- Country: Israel
- Location: Ashkelon
- Coordinates: 31°38′6″N 34°31′48″E﻿ / ﻿31.63500°N 34.53000°E
- Status: Operational
- Construction began: 2011
- Commission date: 19 May 2014
- Construction cost: US$1 billion
- Owner: Dorad Energy Ltd.

Thermal power station
- Primary fuel: Natural gas
- Secondary fuel: Light fuel oil
- Combined cycle?: Yes

Power generation
- Nameplate capacity: 840 MW

External links
- Website: www.dorad.co.il/home

= Dorad Power Station =

Power station near Ashkelon, Israel

The Dorad power station is a power station in Ashkelon, Israel. It is a combined cycle power station powered by natural gas.

==Overview==
Dorad is the second largest independent power station in the country. It can generate up to a total of 840 megawatts of electricity, which is sold to the IEC and to large industrial/institutional customers through the IEC's distribution grid. The major owners of the station are the EAPC, the Turkish Zorlu Energy and a group of Israeli businessmen.

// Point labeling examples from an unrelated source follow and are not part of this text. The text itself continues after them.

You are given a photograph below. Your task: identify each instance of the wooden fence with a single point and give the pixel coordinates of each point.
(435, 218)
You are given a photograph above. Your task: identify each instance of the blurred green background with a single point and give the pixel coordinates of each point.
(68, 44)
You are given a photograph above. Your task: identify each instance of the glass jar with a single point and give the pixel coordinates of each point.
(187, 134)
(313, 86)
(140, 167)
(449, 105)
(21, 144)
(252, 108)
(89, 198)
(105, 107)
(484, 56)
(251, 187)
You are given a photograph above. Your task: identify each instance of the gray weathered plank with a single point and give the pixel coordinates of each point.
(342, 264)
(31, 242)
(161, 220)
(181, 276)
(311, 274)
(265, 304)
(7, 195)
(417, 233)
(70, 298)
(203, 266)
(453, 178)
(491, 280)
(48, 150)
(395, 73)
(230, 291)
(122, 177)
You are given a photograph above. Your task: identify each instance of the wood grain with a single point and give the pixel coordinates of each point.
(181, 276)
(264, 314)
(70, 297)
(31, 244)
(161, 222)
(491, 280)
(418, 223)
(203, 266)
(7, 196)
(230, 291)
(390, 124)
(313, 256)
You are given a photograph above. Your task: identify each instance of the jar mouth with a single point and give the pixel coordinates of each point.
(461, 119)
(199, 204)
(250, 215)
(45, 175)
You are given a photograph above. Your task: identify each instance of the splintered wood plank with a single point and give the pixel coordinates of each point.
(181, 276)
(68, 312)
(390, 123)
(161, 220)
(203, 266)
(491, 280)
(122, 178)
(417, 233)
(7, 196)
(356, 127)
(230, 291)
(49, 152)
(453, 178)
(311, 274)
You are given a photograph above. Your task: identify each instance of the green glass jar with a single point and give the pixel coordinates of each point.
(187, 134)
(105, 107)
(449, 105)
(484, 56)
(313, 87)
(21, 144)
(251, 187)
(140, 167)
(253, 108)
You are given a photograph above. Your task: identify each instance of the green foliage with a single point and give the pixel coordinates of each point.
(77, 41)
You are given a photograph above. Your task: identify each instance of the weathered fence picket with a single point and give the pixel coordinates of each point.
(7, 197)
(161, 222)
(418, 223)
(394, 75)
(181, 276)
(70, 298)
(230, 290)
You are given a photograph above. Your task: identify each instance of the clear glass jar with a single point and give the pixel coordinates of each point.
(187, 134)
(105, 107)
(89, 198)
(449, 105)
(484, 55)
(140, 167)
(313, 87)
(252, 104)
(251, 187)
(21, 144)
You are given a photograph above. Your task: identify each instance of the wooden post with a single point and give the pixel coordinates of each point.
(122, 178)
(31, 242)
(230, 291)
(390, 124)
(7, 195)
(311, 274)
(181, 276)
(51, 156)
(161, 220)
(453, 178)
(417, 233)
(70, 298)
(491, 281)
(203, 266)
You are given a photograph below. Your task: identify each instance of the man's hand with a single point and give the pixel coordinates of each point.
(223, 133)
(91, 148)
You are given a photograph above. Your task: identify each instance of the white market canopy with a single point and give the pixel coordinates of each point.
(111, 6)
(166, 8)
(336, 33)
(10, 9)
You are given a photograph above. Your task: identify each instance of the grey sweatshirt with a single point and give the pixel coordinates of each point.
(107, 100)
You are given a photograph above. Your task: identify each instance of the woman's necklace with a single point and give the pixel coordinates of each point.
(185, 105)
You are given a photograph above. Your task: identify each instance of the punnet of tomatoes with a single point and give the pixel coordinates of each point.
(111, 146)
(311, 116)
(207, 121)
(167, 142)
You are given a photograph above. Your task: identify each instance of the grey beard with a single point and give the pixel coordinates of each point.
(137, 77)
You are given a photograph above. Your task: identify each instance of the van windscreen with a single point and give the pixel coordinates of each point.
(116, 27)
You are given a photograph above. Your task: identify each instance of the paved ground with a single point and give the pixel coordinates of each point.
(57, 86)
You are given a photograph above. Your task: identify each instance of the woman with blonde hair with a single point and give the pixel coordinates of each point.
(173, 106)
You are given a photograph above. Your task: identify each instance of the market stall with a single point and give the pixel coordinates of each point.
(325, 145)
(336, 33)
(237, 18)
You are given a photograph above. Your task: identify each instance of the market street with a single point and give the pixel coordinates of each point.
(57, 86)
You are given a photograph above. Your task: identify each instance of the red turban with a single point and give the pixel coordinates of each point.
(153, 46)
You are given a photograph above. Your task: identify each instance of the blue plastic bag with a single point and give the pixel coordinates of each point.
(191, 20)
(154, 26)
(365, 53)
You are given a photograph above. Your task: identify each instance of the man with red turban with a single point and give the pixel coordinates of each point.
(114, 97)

The station is located near the IEC's Rutenberg Power Station (a large thermal power station), and is situated on the grounds of the EAPC's complex in Ashkelon. It features twelve General Electric LM6000-PC Sprint 48MW gas turbines arranged in two blocks of six turbines each, with each block connected to a 140MW combined cycle steam turbine manufactured by Škoda Power. The gas turbines' operation will be enhanced through the injection of ultra-purified water supplied from the adjacent Ashkelon desalinization plant, one of the largest of its kind in the world.

As of 2020, Dorad is seeking approval from the national planning authorities for the addition of a 650MW generation unit and a 80MWh grid energy storage battery installation to the site.

In May 2023, it was announced that Prime Minister Netanyahu's Government approved an expansion of the Dorad power station.